Jackie has a very ‘what doesn’t kill you makes you stronger’ approach to other people’s lives.
Hensley Lane was the longest street on the Edge; it curved round the outside of the entire estate with other streets branching off it. In the centre was what had been a shopping centre but had closed down and was now just a brutalist canvas for local graffiti artists, though ‘artists’ was a stretch. However, if you wanted to know who was a slag, then the Hensley Centre was the place to go. The road used to be a racetrack for joyriders, but traffic-calming measures had been put in that, if they hadn’t stopped the races, had at least slowed the cars down. Hensley Lane also provided the only way in and out of the estate. all the other roads were blocked with concrete bollards. And, together with the hill rising behind it, they served to make the place even more like a prison. A gentle rain started to fall, but it brought no relief; the smell I associated with new rain after a warm day was absent. Somewhere a barbecue was happening and somewhere else, from the smell, I suspected someone was burning plastic. I didn’t look, didn’t search the skyline for a plume of black smoke – let the place do what it wants. I wanted no part of it.

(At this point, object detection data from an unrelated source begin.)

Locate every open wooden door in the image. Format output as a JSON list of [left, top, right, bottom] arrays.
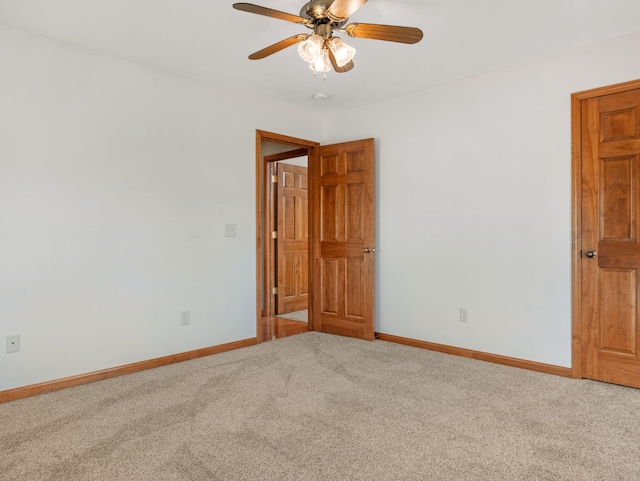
[[579, 86, 640, 388], [276, 163, 309, 315], [312, 139, 375, 340]]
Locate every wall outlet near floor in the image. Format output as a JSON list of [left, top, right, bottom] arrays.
[[7, 334, 20, 354]]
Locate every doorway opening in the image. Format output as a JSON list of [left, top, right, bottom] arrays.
[[256, 131, 319, 342]]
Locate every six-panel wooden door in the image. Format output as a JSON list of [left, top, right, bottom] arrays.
[[580, 85, 640, 387], [313, 139, 375, 340]]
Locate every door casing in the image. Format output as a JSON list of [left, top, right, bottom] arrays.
[[571, 80, 640, 379]]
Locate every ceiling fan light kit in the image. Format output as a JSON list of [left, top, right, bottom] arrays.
[[233, 0, 423, 73]]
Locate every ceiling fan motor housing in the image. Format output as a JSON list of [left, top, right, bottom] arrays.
[[300, 0, 348, 27]]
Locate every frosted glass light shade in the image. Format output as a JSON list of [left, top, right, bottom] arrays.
[[309, 49, 331, 72], [298, 33, 324, 62], [329, 37, 356, 67]]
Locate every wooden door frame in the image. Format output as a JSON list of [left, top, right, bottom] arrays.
[[571, 80, 640, 379], [256, 130, 320, 343]]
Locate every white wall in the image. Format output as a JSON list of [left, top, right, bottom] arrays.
[[0, 27, 320, 390], [325, 34, 640, 367], [5, 23, 640, 390]]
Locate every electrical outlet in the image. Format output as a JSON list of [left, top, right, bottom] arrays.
[[7, 334, 20, 354], [224, 224, 236, 237]]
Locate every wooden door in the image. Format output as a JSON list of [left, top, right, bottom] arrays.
[[580, 85, 640, 387], [276, 162, 309, 315], [313, 139, 375, 340]]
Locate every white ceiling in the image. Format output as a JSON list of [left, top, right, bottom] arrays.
[[0, 0, 640, 106]]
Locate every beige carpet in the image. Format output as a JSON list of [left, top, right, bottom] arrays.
[[0, 332, 640, 481], [277, 309, 309, 322]]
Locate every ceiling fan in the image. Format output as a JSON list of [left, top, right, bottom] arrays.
[[233, 0, 422, 73]]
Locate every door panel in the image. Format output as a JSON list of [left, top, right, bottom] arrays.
[[581, 85, 640, 387], [314, 139, 374, 340], [276, 163, 309, 315]]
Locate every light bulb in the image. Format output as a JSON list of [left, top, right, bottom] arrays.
[[298, 33, 324, 62], [309, 49, 331, 72], [329, 37, 356, 67]]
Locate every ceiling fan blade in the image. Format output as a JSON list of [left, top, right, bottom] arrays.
[[345, 23, 423, 43], [327, 0, 367, 20], [233, 3, 306, 23], [327, 48, 355, 73], [249, 34, 308, 60]]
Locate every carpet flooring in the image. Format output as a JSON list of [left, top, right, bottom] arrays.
[[277, 309, 309, 322], [0, 332, 640, 481]]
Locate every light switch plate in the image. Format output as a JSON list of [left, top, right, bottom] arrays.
[[224, 224, 236, 237], [7, 334, 20, 354]]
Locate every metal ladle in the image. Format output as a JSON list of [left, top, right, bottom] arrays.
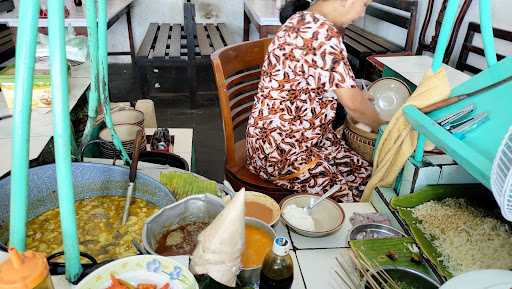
[[304, 185, 341, 216]]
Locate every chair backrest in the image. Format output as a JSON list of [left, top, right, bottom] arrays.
[[211, 38, 271, 165], [455, 22, 512, 74], [366, 0, 418, 51], [416, 0, 473, 63]]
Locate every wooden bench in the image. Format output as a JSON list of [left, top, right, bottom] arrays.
[[455, 22, 512, 74], [343, 0, 418, 77], [135, 2, 231, 107]]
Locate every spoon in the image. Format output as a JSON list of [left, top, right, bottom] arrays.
[[304, 185, 341, 215], [223, 180, 235, 198]]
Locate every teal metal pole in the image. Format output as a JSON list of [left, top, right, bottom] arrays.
[[432, 0, 459, 72], [82, 0, 99, 146], [98, 0, 131, 163], [9, 0, 40, 251], [48, 0, 82, 281], [479, 0, 498, 66]]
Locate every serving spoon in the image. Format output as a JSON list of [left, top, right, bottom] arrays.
[[304, 185, 341, 215]]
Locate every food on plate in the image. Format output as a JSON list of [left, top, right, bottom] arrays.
[[283, 204, 315, 231], [242, 224, 273, 268], [155, 222, 209, 256], [245, 201, 274, 224], [412, 198, 512, 275], [106, 275, 171, 289], [27, 196, 158, 262]]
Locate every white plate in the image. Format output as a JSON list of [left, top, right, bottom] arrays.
[[440, 270, 512, 289], [76, 255, 199, 289]]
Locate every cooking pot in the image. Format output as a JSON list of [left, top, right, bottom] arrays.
[[0, 163, 176, 278]]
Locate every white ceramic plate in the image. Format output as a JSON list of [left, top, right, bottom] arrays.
[[76, 255, 199, 289], [440, 270, 512, 289]]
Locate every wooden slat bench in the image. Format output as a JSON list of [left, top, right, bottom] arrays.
[[344, 0, 418, 77], [455, 22, 512, 74], [135, 2, 231, 107]]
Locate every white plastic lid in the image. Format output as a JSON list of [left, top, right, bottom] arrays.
[[272, 237, 291, 256]]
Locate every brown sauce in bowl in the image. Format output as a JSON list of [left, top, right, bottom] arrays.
[[155, 222, 209, 256], [245, 201, 274, 225]]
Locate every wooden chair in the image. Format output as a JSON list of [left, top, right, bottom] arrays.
[[455, 22, 512, 74], [211, 38, 287, 202], [364, 0, 472, 81], [343, 0, 418, 77]]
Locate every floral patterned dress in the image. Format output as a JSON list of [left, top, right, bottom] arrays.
[[246, 12, 371, 202]]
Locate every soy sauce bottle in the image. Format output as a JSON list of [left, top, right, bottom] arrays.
[[259, 237, 293, 289]]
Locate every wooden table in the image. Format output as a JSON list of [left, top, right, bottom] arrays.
[[244, 0, 285, 41], [53, 203, 380, 289], [0, 64, 90, 177], [0, 0, 135, 63], [376, 55, 471, 89]]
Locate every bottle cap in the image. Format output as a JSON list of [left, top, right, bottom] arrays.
[[272, 237, 291, 256], [0, 248, 49, 289]]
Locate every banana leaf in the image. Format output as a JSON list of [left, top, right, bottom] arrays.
[[391, 184, 487, 209], [398, 208, 453, 279]]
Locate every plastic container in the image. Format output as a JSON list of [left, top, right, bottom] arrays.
[[0, 249, 54, 289]]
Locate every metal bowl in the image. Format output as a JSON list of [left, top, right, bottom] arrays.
[[279, 194, 345, 237], [349, 223, 405, 241], [237, 217, 276, 287], [142, 194, 224, 255], [361, 266, 441, 289]]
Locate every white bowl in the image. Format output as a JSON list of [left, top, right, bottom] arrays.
[[368, 77, 411, 121], [112, 109, 144, 127], [76, 255, 199, 289], [280, 194, 345, 238]]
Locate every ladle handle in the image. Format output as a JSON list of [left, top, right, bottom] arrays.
[[129, 128, 144, 183], [309, 185, 341, 209]]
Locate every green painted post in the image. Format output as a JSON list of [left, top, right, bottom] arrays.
[[48, 0, 82, 281], [48, 0, 82, 281], [98, 0, 130, 163], [9, 0, 40, 251], [432, 0, 459, 72], [82, 0, 98, 146], [479, 0, 498, 66]]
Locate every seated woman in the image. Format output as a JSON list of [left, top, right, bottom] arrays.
[[246, 0, 382, 202]]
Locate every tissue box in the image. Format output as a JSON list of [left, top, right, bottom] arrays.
[[0, 65, 51, 109]]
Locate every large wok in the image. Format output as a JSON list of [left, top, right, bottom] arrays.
[[0, 163, 176, 274]]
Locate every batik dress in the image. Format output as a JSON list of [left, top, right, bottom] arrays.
[[246, 12, 371, 202]]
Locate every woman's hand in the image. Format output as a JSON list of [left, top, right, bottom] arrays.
[[335, 88, 384, 131]]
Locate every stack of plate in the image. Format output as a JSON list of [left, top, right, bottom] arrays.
[[99, 124, 146, 158], [112, 109, 144, 127]]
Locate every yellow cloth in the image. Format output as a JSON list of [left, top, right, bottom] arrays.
[[361, 69, 450, 202]]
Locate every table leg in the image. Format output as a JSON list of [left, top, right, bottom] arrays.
[[126, 5, 135, 65], [244, 11, 251, 41]]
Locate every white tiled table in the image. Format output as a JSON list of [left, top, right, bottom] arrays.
[[0, 64, 90, 177], [244, 0, 285, 41], [53, 203, 375, 289], [376, 55, 471, 87]]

I felt the van draw up, a darkening of the world as its shadow crossed me. The chug of poorly maintained diesel engine complaining as the driver geared down to slow the vehicle. I kept my hands in my jacket pockets, kept my eyes fixed on the floor. There were people here who had never left the Edge and to whom anyone who looked different or had come from outside their little world was fair game. They might shout at me, spit at me, who knows, but I knew that the best way of dealing with things like this was to ignore them.